Anthony Pernell-McGee

The COVID-19 global pandemic has turned the universe upside down, including our personal, professional and social lives. However, this is not the time to retreat and allow pessimism, negative thoughts, self-doubt and bad habits to consume our core. We have been given a unique opportunity to embrace optimism, creativity and reflection. How do you want to use your skills and talents in the world? The Great Lockdown Recession will eventually end. If you use this time to reflect, learn new skills and improve on old ones, you will position yourself to find a meaningful career that will provide you with a quality work/life balance.

Unfortunately, the Class of 2020 is not the first to graduate during a recession. The graduating Classes of 2007 and 2008 faced a similarly daunting job market. It can take years after a recession for the market to rebound, and it is essential to be even more intentional when looking for a job. You may have had your eyes set on working for a prestigious corporation, an NGO or maybe a start-up. Most industries have hit the pause button on hiring, and are carefully evaluating how the pandemic is affecting the market. You should research what industries and organizations typically fare well in a downturn economy and be willing to explore other opportunities to ride out the recession. The common denominator for careers with social impact is that all industries intersect law, policy and regulations, and federal and state governments tend to hire during a recession but are slow to process applications, conduct interviews and make the hire.

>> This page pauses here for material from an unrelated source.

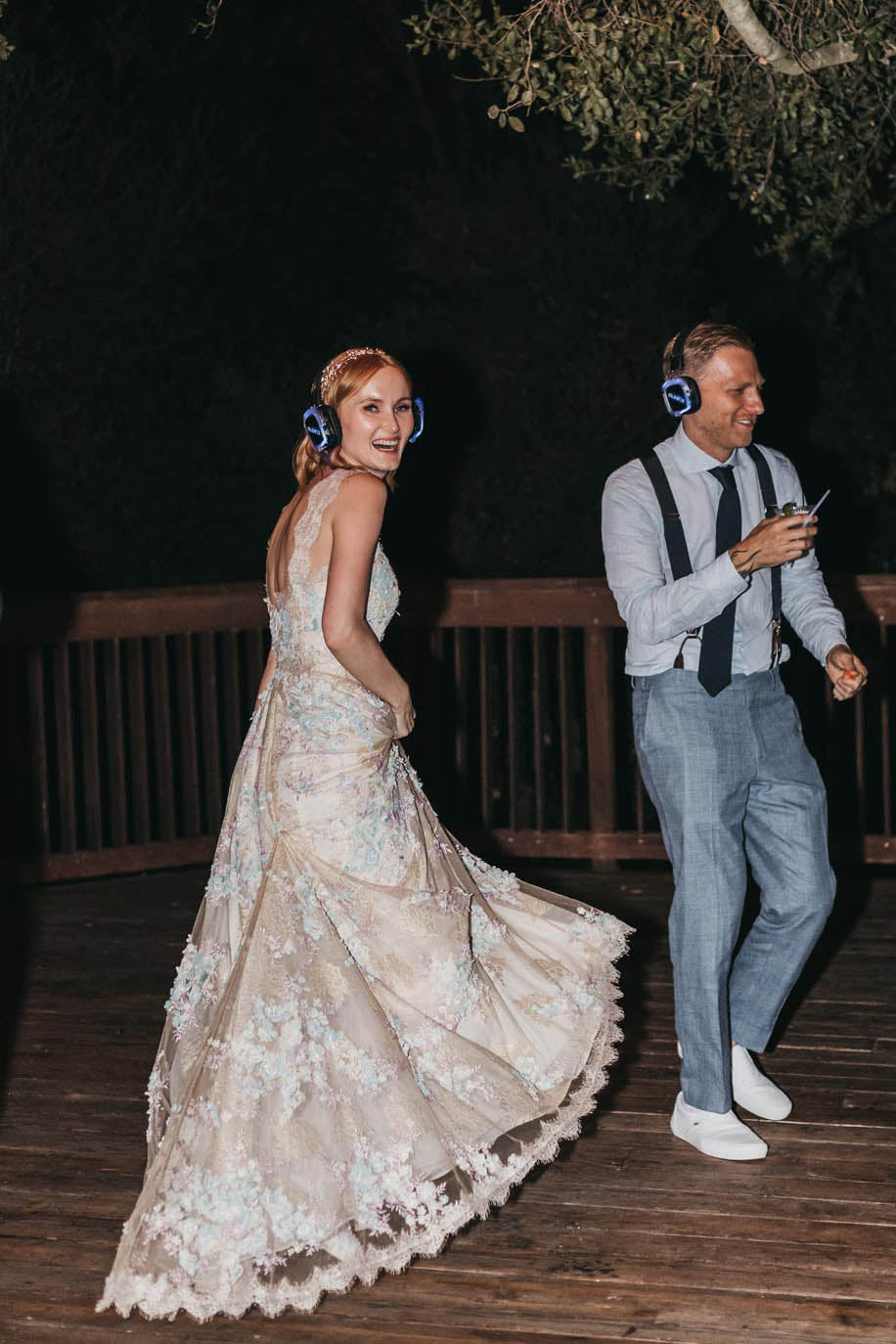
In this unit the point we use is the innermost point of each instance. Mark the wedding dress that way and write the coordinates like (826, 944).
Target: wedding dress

I recommend establishing a profile account on USAJOBS and fill out the job alerts for the jobs you are interested in and repeat the same process for your state government. In addition to federal and state governments, healthcare, human and social services, professional services (accountants, auditors, actuaries, insurance providers, underwriters, appraisers, divorce and bankruptcy attorneys, mediators and arbitrators) public utility, education and telecommunications are industries that tend to weather a recession. However, the COVID-19 recession is unprecedented, and those industries mostly will be affected as well. For those students who are planning to take a gap year or two before law school, look for legal assistant/paralegal positions with firms that practice employment, healthcare, insurance coverage, FDA, private equity, municipal, telecommunications and trust and estates law. These practice areas tend to hire recent graduates and will lay off junior associates, shifting the workload to senior attorneys and their legal assistants/paralegals. Be prepared to work 40-plus hours a week plus weekends; these positions will sharpen your skills, and you will learn substantive law that will help you in law school. 

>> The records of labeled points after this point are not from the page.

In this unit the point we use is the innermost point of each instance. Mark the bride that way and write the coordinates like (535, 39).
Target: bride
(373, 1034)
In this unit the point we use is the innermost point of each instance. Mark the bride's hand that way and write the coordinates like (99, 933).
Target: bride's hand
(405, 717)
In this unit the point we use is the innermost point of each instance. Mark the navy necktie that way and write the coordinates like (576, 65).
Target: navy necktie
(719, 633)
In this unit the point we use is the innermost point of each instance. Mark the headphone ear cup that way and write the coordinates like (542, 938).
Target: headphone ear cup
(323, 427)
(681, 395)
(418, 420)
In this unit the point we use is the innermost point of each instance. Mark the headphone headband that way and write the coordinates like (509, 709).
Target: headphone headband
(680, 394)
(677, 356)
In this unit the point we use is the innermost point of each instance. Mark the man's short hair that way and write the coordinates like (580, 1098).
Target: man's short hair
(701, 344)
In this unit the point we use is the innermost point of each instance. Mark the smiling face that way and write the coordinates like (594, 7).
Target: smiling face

Familiarize yourself with the skills employers are looking for in recent graduates. The National Association of Colleges & Employers (NACE) Job Outlook 2019 Survey highlights critical thinking/problem solving, teamwork/collaboration, professionalism/work ethics and oral/written communications as the four top competencies employers value, followed by digital technology and global/multicultural fluency. Your liberal arts degree has equipped you with those core competency skills that will allow you to hit the ground running on day one. This is the time to lean into those skills that Williams College has nurtured and helped you developed. 

Our world is changing, and we must adapt to the new virtual universe. Employers will integrate virtual meetings and conferences in their business strategy reducing business travel and their carbon footprints. There will be more virtual job fairs, and employers will use virtual platforms to select finalists for in-person interviews. This is a perfect opportunity to learn new technologies such as Google Meet and Zoom. If you need to practice for a virtual or an in-person interview, the ’68 Center Interview Resources can help prepare you for your next interview. Are you unsure how you come across during an interview? If you are, you can record a practice interview using InterviewStream and modify and adjust your presentation. The more you use these technologies, you will gain confidence and will perform well. As always, you can also schedule a mock interview with a career advisor on Handshake.

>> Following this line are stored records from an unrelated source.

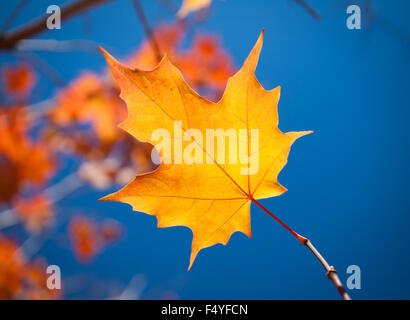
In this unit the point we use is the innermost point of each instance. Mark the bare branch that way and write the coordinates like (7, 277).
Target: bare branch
(13, 15)
(38, 25)
(330, 271)
(147, 28)
(309, 9)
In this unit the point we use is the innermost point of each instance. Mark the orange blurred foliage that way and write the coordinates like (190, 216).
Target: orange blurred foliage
(89, 100)
(21, 280)
(35, 212)
(22, 160)
(204, 65)
(88, 238)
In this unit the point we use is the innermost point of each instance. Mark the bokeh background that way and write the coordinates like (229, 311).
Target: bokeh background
(347, 182)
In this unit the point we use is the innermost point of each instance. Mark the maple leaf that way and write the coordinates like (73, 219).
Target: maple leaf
(212, 199)
(189, 6)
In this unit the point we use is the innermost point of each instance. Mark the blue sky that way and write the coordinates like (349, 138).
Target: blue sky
(347, 181)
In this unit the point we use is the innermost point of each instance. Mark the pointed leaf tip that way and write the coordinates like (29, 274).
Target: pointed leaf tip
(252, 60)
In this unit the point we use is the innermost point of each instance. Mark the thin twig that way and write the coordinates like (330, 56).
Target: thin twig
(55, 193)
(330, 270)
(57, 45)
(38, 25)
(13, 15)
(42, 66)
(309, 9)
(147, 29)
(170, 5)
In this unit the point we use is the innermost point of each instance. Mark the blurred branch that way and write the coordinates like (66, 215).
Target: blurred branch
(32, 28)
(13, 15)
(56, 45)
(42, 66)
(330, 271)
(315, 15)
(170, 5)
(147, 29)
(55, 193)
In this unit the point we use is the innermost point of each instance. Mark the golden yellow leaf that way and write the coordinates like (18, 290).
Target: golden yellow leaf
(212, 199)
(189, 6)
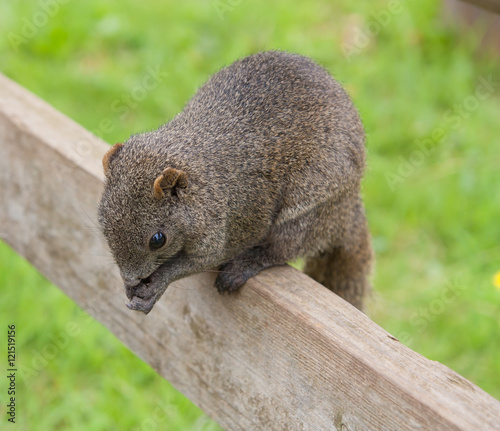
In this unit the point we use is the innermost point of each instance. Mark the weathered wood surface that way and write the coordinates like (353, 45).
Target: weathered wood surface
(283, 354)
(491, 5)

These are challenging times, and you should take one day at a time. Create a plan of action and be intentional when searching for a job. The ’68 Center is here to help you and support you. Don’t spend all day on the computer looking and applying for jobs. Take time for self-care, and enjoy your family and friends.

Anthony Pernell-McGee is the Associate Director, Director for Inclusive Career Exploration and Advisor for Careers with Social Impact at the ‘68 Center for Career Exploration.